"We will not engage in any process that would be open-ended or harmful to our shareholders' interest," Klein stated. While Carl Icahn, a major investor in BEA, had urged the board to find a buyer, he took the software vendor's view that Oracle's offer is too low. In a call to Jim Cramer at CNBC on Friday, Icahn suggested Hewlett-Packard ( HPQ), IBM ( IBM) and other companies would also be interested. RBC Capital Markets analyst Thomas Curlin likewise said in a note Monday that he believes HP will enter the fray and has the ability to pay $9.5 billion in cash, or $25 a share. "We believe HP has the greatest strategic need of any of the large suite vendors," Curlin wrote, adding that a lack of other merger candidates to BEA's software suite will drive HP's sense of urgency. He raised his price target on BEA to $22. BEA is an investment banking client of RBC. BEA was recently off 45 cents, or 2.4%, to $18.37 midday. Oracle was down 23 cents, or 1%, to $22.21. Deutsche Bank reiterated its buy rating on BEA and raised its price target to $21 from $15. At least two other sell-side analysts lowered ratings on Monday. Citigroup analyst Brent Thill raised his price target to $20, but discounted the likelihood that IBM, SAP, Sun Microsystems ( JAVA) or EMC ( EMC) would enter a bidding war. "HPQ has publicly stated they are not interested, although a deal would make strategic sense," Thill wrote. Citigroup makes a market in BEA.

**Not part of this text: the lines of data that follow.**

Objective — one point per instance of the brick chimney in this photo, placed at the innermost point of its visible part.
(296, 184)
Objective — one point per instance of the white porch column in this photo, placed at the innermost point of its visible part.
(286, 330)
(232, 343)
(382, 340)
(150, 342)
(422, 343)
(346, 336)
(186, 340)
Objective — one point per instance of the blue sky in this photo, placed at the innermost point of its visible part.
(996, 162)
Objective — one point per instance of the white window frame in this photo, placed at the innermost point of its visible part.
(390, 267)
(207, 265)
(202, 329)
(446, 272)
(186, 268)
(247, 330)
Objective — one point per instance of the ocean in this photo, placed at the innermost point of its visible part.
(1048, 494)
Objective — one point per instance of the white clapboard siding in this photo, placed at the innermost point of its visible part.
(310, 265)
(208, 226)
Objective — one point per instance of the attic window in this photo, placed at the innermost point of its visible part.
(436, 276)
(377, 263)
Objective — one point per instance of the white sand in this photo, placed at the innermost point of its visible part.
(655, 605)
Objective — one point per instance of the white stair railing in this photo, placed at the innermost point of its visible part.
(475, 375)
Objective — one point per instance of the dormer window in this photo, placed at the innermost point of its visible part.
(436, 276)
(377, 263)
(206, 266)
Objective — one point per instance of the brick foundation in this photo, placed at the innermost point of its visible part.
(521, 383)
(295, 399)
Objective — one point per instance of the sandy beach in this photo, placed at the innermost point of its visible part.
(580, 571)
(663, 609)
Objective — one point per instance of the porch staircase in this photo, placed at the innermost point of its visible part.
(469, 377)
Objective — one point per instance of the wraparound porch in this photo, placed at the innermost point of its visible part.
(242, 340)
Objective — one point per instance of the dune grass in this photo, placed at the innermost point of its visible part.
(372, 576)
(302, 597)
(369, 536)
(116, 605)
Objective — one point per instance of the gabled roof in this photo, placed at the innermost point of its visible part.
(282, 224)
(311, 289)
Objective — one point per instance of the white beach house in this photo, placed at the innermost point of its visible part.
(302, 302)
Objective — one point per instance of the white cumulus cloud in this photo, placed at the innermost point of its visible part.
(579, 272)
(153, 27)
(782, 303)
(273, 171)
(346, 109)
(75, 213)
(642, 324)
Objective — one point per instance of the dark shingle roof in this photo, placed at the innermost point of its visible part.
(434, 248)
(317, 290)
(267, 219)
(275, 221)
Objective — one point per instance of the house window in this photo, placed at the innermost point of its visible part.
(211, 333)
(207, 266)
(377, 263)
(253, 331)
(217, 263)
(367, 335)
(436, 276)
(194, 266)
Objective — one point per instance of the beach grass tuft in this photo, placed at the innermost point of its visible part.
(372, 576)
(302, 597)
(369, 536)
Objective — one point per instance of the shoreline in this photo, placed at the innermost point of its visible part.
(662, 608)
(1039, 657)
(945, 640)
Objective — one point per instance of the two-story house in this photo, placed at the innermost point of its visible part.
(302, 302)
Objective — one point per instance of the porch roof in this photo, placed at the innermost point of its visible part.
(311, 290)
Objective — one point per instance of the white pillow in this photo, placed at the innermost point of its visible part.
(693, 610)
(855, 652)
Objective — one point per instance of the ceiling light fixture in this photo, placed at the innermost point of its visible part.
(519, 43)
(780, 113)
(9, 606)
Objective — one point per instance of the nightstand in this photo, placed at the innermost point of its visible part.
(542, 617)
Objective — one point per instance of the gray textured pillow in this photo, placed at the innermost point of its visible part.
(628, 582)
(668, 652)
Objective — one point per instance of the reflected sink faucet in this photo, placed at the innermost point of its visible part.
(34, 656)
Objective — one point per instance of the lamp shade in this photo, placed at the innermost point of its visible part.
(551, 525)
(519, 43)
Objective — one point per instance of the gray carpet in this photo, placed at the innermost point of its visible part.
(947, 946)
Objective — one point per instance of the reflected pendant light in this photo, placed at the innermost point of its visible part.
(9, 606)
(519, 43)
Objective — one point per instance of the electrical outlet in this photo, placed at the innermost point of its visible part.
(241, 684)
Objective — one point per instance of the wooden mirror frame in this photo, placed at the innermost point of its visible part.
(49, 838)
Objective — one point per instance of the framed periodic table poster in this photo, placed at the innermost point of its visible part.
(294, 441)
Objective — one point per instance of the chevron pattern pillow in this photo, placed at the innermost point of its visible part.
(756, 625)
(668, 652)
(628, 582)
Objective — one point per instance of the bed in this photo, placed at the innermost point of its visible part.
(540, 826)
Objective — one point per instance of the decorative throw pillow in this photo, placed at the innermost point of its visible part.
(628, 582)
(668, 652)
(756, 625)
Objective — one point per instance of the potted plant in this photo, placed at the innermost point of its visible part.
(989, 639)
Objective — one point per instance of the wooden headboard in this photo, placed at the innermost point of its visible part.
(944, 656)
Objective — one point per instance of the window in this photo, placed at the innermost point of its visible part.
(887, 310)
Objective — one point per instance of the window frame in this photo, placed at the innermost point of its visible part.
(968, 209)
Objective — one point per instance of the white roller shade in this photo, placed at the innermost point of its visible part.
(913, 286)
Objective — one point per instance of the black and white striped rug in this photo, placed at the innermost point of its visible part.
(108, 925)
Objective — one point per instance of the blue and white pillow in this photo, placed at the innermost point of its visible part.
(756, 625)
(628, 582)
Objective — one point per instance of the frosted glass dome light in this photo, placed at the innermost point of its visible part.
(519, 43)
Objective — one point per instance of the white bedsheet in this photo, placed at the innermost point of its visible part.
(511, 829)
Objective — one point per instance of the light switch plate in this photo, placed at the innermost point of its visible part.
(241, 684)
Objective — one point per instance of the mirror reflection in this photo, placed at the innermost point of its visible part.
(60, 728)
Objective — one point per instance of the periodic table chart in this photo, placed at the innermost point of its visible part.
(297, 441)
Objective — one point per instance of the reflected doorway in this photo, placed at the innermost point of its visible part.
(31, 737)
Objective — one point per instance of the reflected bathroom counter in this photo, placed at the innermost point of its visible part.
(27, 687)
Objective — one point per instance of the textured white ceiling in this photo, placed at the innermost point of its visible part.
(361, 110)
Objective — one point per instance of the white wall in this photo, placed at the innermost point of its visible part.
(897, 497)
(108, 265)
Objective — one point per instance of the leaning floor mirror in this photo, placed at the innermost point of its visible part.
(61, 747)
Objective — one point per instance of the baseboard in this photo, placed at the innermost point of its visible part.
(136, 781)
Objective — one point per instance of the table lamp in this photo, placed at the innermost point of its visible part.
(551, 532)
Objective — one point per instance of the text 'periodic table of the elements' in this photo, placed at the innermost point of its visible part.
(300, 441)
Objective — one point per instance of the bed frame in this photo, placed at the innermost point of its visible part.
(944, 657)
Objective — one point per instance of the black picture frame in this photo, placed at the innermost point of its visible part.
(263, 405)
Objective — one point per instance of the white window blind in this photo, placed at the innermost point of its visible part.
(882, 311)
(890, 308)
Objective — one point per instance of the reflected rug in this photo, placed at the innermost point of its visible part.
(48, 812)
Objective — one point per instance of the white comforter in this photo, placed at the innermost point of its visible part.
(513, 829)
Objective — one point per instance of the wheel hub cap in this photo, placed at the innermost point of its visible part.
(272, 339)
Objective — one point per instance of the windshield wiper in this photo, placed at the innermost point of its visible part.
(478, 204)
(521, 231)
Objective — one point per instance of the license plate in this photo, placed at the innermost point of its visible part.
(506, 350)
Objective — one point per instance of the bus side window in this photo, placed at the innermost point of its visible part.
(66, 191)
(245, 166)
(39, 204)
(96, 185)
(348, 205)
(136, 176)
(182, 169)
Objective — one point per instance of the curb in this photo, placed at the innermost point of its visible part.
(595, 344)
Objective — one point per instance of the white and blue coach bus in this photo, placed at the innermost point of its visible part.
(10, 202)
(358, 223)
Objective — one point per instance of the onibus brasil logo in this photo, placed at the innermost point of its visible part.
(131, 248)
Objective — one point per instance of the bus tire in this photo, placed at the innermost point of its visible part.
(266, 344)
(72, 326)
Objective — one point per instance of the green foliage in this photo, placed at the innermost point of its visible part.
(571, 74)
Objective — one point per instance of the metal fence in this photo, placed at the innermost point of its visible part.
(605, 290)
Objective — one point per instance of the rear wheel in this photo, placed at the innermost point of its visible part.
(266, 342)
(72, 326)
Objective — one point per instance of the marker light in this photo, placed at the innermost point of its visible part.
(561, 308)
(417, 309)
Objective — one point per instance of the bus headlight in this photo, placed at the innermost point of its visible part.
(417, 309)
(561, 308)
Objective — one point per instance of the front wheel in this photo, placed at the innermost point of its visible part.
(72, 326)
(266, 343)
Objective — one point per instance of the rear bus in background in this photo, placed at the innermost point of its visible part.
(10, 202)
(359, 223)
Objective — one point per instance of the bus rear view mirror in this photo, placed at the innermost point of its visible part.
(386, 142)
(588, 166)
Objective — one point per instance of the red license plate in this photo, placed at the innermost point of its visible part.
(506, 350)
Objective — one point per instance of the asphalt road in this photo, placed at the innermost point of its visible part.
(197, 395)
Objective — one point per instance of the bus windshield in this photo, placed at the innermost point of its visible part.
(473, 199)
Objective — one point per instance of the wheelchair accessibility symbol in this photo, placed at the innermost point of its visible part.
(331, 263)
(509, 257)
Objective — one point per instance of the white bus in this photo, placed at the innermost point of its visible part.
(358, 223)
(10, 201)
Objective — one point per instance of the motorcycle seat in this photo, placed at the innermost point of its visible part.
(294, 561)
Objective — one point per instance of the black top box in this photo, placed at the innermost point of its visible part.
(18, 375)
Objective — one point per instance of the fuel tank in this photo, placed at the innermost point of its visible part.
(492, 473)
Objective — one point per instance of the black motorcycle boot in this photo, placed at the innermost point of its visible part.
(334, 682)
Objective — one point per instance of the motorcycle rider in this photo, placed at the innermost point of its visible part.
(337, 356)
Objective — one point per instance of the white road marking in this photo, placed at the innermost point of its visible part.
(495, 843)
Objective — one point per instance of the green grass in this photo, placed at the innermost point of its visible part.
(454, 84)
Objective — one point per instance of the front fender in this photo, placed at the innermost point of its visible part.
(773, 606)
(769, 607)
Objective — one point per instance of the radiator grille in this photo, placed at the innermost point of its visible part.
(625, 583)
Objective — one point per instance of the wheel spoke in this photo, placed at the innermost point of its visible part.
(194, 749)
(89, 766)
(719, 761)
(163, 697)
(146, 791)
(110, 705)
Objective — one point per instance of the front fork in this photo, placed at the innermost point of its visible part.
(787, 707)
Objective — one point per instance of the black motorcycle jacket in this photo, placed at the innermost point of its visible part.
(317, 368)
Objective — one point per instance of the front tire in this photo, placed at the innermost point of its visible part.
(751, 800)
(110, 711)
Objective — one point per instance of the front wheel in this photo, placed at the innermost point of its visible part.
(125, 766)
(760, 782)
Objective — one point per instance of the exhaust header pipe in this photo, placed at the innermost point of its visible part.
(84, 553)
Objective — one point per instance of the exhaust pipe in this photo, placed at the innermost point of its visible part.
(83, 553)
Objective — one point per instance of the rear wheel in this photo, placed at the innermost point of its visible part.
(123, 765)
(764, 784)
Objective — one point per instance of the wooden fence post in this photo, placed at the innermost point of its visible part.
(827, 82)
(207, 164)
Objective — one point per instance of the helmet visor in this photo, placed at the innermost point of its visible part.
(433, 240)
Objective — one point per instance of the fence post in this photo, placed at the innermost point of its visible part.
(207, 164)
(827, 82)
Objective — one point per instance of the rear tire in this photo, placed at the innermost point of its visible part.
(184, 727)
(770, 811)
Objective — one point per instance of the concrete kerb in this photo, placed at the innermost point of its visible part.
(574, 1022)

Bear Stearns analyst John DiFucci also lowered his rating to hold and said he does not expect Oracle to raise its price by much, "if at all." Oracle's pursuit of BEA is an attempt to gain market share in middleware -- software that links different applications -- as well as strengthen its middleware portfolio. But IDC analyst Michael Fauscette says he was surprised to discover that acquiring BEA would also give Oracle the edge in another software category. "It's an interesting move because in the application server market that makes
Oracle No. 1." IBM currently holds the lead in application server software, with 26% of the market. Oracle and BEA combined would have 38%, Fauscette says. Synergy potential is stronger with Oracle than its potential rivals, Fauscette said. "The verticals that BEA is strongest in ... map almost exactly to the verticals that Oracle's application business is strong in," such as financial services, manufacturing, retail, utilities, healthcare and government services, he says. Moreover, software offerings from the two companies in verticals tend to be complementary rather than overlapping. "It looks like they could bundle applications and middleware and take a larger part of the pocket share of each," Fauscette says. In its bid for "world domination," Oracle will likely acquire some small software vendors as it builds out its products for industry verticals, says Sheila Ennis, a principal with investment bank McNamee Lawrence. As companies add mobile access to their business software, securing the applications becomes a bigger issue. "We'll see more build-out of mobile in the Oracle offerings," including security functions, Ennis predicted.
With BEA in play and Business Objects ( BOBJ)
merging with SAP ( BOBJ), the biggest, most likely acquisition targets in software are effectively spoken for, she added. "But there's another layer of small companies about to become big companies," Ennis added. BEA began its pre-earnings "quiet period" Monday.